Complicating the issue of time is the nature of what needs to be taught to residents.
“What has definitely changed is the breadth of knowledge and repertoire of technical skills that must be learned by today’s residents,” Dr. Dissanaike said. “As scientific knowledge and technical capabilities expand, there is ever more to learn and increasingly less time in which to learn it.”
Dr. Malangoni added that the time restraints didn’t allow for residents to see the natural progression of the patient’s condition. “You don’t have the chance to continue to assess that over a longer period of time,” he said. “That is really important in learning when to operate on someone, but also when not to operate on someone because they will get better without an operation.”
Compounding that is a greater need for reporting to meet regulatory requirements.
“Concurrently, we have increased requirements for documentation and clerical tasks, and reduced time available to do it,” Dr. Dissanaike continued. “All of this has led to a severe ‘work-compression’ for the modern resident, and I suspect the high rates of burnout and depression that are being reported in many specialties are at least partly a result of this phenomenon.”
That being said, Dr. Dissanaike was quick to add that this latest change should not be considered a “final solution” and that there are “many ongoing issues around resident fatigue, as well as adequacy of educational experience that still need to be addressed.”
Dr.

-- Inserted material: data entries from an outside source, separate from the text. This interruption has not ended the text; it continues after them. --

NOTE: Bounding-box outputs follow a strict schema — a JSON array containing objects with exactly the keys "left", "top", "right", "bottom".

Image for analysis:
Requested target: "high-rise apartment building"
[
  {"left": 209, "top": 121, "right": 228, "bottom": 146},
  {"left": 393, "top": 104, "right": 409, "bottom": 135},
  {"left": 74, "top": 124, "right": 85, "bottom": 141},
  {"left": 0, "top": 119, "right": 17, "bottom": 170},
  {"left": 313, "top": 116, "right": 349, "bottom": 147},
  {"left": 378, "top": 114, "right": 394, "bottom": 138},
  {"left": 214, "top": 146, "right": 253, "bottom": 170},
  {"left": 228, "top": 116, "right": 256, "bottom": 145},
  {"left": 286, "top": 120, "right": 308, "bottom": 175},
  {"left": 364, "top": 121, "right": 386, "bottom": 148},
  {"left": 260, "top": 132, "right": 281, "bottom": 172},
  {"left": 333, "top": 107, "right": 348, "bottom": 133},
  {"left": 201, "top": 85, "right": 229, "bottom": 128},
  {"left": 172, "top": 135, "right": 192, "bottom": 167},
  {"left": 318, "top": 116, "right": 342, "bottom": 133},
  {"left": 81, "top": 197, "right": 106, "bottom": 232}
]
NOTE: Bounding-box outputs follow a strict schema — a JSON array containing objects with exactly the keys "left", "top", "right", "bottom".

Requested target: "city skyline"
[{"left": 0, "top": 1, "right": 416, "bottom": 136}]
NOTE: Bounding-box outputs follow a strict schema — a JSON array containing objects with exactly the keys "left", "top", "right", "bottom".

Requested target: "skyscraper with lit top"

Malangoni added that residents need to be more mindful and take more responsibility for their own health and well-being.
“I think what residents need to understand is they are really in charge of their own well-being. Making that point is really a key,” he said. “So it’s not only what you do while you are in the hospital, but you are also responsible for what you do when you are not in the hospital. ACGME cannot regulate what people do in their free time. If you work a 24-hour shift and you decide you are not going to sleep the next day for whatever reason, your well-being is likely not going to be what you want it to be and what, I think, your patients want it to be.”